We have to decide what form the access token returned to the IDAC in the OpenID Connect token response should take. There are a few possibilities:

  • Provide a JWT token that’s usable in the same places a normal Gafaelfawr opaque token is used. While this is what OpenID Connect flows normally do, it’s not required by the standard and many of the reasons why we chose not to use JWTs still apply.

  • Provide a service token, with the service set to some identifier for the IDAC. If we take this approach, we should reserve some naming convention for IDAC identities, such as any service that begins with idac-. This doesn’t require any new infrastructure, changes to the data model, or new token types, but it does mix internal delegated tokens used inside the Science Platform with tokens returned by OpenID Connect to entities outside the Science Platform. It’s arguable whether those concepts are distinct enough to warrant a separate token type.

  • Add a new token type with a new piece of associated metadata that identifies the IDAC to which the token was delegated. This has the advantage of unambiguously identifying this token as one delegated outside the Science Platform to an IDAC, but it adds additional complexity that may not be necessary. It’s not obvious what to call these tokens without using Rubin-specific terminology, which may be a sign that this is not a generalizable authentication concept and therefore shouldn’t be represented at the protocol level like this.

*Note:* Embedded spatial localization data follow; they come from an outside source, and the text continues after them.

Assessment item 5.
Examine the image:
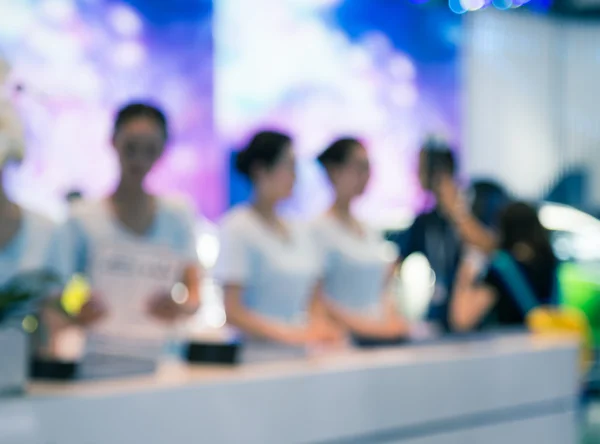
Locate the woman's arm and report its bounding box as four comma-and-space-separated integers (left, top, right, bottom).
223, 284, 312, 345
180, 264, 202, 313
324, 301, 406, 339
321, 266, 407, 340
437, 175, 498, 254
450, 282, 497, 332
307, 284, 346, 343
452, 212, 497, 254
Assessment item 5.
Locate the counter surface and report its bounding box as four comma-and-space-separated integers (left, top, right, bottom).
1, 334, 580, 444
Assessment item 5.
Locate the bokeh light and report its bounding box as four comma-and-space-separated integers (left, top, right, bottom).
22, 315, 39, 334
492, 0, 515, 9
449, 0, 468, 14
171, 283, 190, 305
108, 4, 143, 37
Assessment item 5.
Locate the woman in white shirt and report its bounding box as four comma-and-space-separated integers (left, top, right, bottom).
215, 131, 339, 362
51, 103, 201, 354
314, 138, 407, 346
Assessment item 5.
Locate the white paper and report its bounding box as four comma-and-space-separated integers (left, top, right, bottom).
87, 241, 184, 359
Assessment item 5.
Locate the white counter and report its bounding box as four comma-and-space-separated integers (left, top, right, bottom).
0, 334, 580, 444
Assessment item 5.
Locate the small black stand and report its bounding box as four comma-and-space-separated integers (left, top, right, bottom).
185, 342, 239, 365
30, 358, 78, 381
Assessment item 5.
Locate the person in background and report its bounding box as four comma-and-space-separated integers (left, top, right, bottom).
0, 170, 57, 289
394, 139, 495, 331
468, 181, 511, 232
314, 138, 408, 347
215, 130, 340, 362
0, 134, 55, 286
450, 202, 559, 331
52, 103, 201, 332
451, 180, 511, 317
0, 54, 57, 288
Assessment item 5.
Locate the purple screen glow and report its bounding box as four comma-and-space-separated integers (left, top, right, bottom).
217, 0, 461, 222
0, 0, 216, 220
1, 0, 460, 223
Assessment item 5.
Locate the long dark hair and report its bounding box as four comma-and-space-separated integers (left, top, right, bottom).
235, 131, 291, 180
470, 180, 511, 229
317, 137, 362, 169
499, 202, 556, 266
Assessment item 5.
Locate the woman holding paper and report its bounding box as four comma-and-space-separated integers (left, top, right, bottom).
53, 103, 201, 351
313, 138, 408, 347
215, 130, 340, 362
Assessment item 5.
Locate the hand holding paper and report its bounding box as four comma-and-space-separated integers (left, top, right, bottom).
147, 292, 184, 323
75, 295, 108, 327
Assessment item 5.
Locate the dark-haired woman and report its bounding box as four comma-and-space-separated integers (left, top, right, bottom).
53, 103, 201, 357
448, 180, 510, 325
215, 131, 340, 362
313, 138, 408, 347
450, 202, 559, 331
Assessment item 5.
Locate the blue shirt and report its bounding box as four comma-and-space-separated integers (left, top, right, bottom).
214, 206, 321, 326
0, 209, 57, 287
313, 214, 397, 318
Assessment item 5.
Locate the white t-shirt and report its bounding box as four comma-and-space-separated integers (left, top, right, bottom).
53, 197, 200, 357
214, 205, 321, 326
55, 197, 199, 280
313, 214, 397, 318
0, 209, 57, 287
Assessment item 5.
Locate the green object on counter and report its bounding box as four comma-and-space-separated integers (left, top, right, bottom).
559, 262, 600, 346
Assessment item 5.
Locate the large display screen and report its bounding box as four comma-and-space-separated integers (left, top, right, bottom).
1, 0, 460, 223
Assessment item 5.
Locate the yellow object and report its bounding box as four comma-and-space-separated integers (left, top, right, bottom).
60, 274, 91, 316
527, 307, 593, 374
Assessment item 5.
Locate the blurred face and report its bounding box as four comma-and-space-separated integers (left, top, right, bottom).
255, 145, 296, 202
113, 117, 165, 183
329, 144, 371, 199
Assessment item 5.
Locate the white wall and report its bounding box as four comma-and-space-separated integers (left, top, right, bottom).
464, 10, 600, 208
562, 21, 600, 205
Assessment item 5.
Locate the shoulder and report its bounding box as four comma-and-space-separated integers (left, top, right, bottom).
62, 200, 111, 240
219, 205, 256, 240
310, 213, 336, 236
155, 196, 198, 238
288, 216, 317, 241
22, 209, 56, 238
68, 199, 107, 223
361, 221, 384, 239
23, 208, 54, 228
220, 205, 252, 228
157, 196, 195, 221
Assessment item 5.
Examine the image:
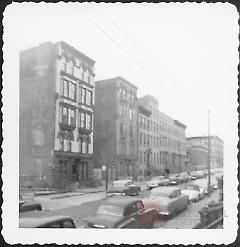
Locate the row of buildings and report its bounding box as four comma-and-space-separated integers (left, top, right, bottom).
19, 41, 224, 189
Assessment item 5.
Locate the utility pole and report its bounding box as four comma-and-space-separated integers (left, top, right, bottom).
178, 139, 181, 173
105, 124, 109, 192
207, 110, 211, 197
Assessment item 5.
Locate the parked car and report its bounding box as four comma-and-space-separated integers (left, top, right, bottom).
190, 171, 205, 179
143, 186, 189, 217
19, 215, 76, 228
177, 172, 191, 183
107, 180, 141, 197
84, 196, 158, 228
146, 176, 169, 189
19, 194, 43, 213
168, 174, 179, 185
181, 184, 205, 202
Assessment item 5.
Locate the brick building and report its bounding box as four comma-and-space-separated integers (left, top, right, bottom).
20, 41, 95, 189
94, 77, 138, 180
137, 95, 187, 176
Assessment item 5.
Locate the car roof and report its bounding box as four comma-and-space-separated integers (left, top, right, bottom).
19, 215, 73, 228
102, 196, 141, 207
151, 186, 179, 193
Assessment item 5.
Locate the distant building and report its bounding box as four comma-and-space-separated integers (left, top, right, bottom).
94, 77, 138, 180
20, 41, 95, 189
186, 136, 224, 170
186, 140, 208, 171
137, 95, 187, 176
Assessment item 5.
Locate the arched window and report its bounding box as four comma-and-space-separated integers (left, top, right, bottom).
79, 66, 84, 80
60, 56, 66, 72
67, 60, 74, 74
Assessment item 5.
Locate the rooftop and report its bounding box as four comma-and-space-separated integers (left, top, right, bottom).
96, 76, 137, 90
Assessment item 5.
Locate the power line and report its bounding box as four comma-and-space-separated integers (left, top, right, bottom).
109, 19, 207, 114
109, 19, 182, 92
89, 19, 205, 115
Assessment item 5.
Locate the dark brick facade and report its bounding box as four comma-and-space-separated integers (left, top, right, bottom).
19, 43, 57, 187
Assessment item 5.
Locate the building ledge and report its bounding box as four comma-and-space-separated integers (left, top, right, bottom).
53, 150, 93, 159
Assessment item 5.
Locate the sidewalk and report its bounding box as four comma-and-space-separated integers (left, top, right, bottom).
21, 185, 105, 199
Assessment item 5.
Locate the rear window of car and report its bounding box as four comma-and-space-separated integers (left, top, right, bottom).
62, 220, 75, 228
96, 205, 124, 216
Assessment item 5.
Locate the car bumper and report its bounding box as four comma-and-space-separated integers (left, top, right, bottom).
159, 211, 170, 216
106, 192, 125, 197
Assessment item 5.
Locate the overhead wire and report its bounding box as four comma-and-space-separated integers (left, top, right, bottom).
109, 19, 208, 115
89, 18, 207, 117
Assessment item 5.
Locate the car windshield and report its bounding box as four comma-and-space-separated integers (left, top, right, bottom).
113, 181, 126, 187
150, 190, 171, 197
151, 177, 162, 181
96, 205, 124, 216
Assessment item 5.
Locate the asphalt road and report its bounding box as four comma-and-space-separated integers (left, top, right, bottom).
20, 175, 222, 228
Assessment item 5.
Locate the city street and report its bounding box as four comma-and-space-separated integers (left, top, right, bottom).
20, 175, 221, 228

Currently, Gafaelfawr does not use refresh tokens, in part because the tokens are all validated by the same service that issues the tokens, so there is no need to worry about validation by a service that does not realize the token has been invalidated. This will remain true for IDAC access tokens as long as the JWT approach is not chosen. However, we should still revisit the decision not to use refresh tokens to ensure nothing about the security model warrants them.

It’s not immediately obvious how long of a lifetime IDAC access tokens should have. This should be configurable so that we can change our minds.